WRITES (with duplicates)

log (disk)

MEMTABLE (RAM, sorted)

SORTED FILES (disk, frozen)

We call this compaction. Here our duplicate ID of interest is 5. Notice how when it overwrites a 5, the old ones lost their meaning. Compaction reads the immutable files and sees a graveyard of N-1 dead 5s. It coalesces these files by branding a new one and deleting the old ones. This maintains the space of duplicates and also friction on the read path. By betting on "then structure later" you have to reconcile with the compaction layer contending for the same resources as your reads & writes. It's all the same Disk, I/O, and CPU. This is a particularly challenging game of tradeoffs. Compact aggressively and you threaten the available I/O. Compact lazily and the files start to pile, which adds drag to the read path.

This added complexity opens a lot of channels for efficiency. Compaction schemes come in different flavors and often depend on the workload. You kept fast sequential writes and earned back reads, but now you've convoluted the separation of concerns. There is now a whole new scope of work on the read path because you can now speculate ways to skip files to get a key. Those frozen files that get written from the memtables are also called Sorted String Tables (SS-Tables). Each one carries a small sparse index. If you want smarter reads, you could find ways to skip files. LevelDB for example use Bloom filter per SSTable basis, but Know that every database has its own operational territory where it can optimize.

Don't forget about the write path. We kept them fast, but remember how we noted that writes fan out to two places: the memtable in RAM and also the log. What happens if your compute node dies in the middle of a batch write? Our log we've been appending to this whole time is called A Write Ahead Log or WAL^[1]. A good log needs to do two things right and only do those two things. The first is that it holds the canon sequential record of writes. And the second is the first, but in a way that makes it easy to replicate. The log is deterministic, so it has a "commit history" that allows someone to replicate the work and arrive at the same final state. In essence, it holds the democracy of durability. If your compute node dies, you could replay the WAL to regenerate the memtables that got lost in RAM. That's the gist, but the WAL deserves its own blog.

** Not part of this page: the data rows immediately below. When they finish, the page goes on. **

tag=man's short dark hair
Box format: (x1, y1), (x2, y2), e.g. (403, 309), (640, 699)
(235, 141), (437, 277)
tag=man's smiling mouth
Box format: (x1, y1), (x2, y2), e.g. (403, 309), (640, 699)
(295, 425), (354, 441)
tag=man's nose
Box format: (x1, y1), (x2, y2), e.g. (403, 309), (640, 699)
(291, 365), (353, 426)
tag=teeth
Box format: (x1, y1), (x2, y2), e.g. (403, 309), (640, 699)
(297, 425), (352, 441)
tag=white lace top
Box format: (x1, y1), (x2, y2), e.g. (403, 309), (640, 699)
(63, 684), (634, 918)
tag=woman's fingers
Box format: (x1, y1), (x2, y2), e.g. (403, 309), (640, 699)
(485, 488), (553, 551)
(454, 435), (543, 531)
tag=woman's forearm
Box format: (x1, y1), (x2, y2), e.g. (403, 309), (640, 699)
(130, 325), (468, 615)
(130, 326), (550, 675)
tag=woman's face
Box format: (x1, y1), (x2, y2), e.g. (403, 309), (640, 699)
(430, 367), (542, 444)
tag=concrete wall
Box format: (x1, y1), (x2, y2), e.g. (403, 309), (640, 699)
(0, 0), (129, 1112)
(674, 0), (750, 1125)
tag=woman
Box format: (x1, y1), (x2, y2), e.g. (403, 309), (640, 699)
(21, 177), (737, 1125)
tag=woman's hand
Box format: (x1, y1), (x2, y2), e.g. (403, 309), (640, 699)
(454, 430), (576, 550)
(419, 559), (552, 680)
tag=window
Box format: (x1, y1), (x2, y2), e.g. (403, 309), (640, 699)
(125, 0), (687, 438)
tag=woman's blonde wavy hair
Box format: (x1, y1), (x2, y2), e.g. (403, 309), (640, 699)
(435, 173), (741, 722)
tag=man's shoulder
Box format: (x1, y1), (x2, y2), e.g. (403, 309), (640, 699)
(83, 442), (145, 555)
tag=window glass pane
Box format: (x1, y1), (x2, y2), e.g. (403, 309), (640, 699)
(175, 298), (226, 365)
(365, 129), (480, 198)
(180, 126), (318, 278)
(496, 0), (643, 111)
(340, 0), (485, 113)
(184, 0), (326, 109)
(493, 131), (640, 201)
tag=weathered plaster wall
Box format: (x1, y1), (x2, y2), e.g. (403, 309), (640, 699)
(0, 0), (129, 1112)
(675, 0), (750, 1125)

It's important to distinguish that not all ops are made equal. Sequential and Random iops for Memory and Disk have different latencies and throughput. We are interested in the separation of responsibility; in short, who is doing what and who is lacking. This visual keeps our naive journey somewhat pragmatic. It happens to be common database knowledge to separate the read and write paths in support of simplicity. This isn't exactly what the wisdom means, but it's on the right track. Writes to a WAL also aren't 1 op, but close in nature. A lot of databases will force these writes in the form of fsync, which multiplies some factor contant on the 1 op per write basis. Other databases opt out of fsync and have other ways of dealing with the durability.

I wrote this mainly as an ode to the LSM and to practice writing about database structures. It was invented in 1996 and perhaps fragments of it as early as the 60s. Databases are monolithic buildings of state (at least before sharding) that we use or indirectly use when we go on the internet. This often makes database primitives fairly attractive in their elegance. The LSM in particular is a fun intellectual nugget to share with your friends because you can start with some naive operations and ladder up the complexity as you discover more requirements. Even if they do not know much about computers, these problems feel closer to physics. Maybe one day I will write more on this, but there are already tons of resources on this topic that could explain it better than me. I meant for this to be an exercise to the reader anyway.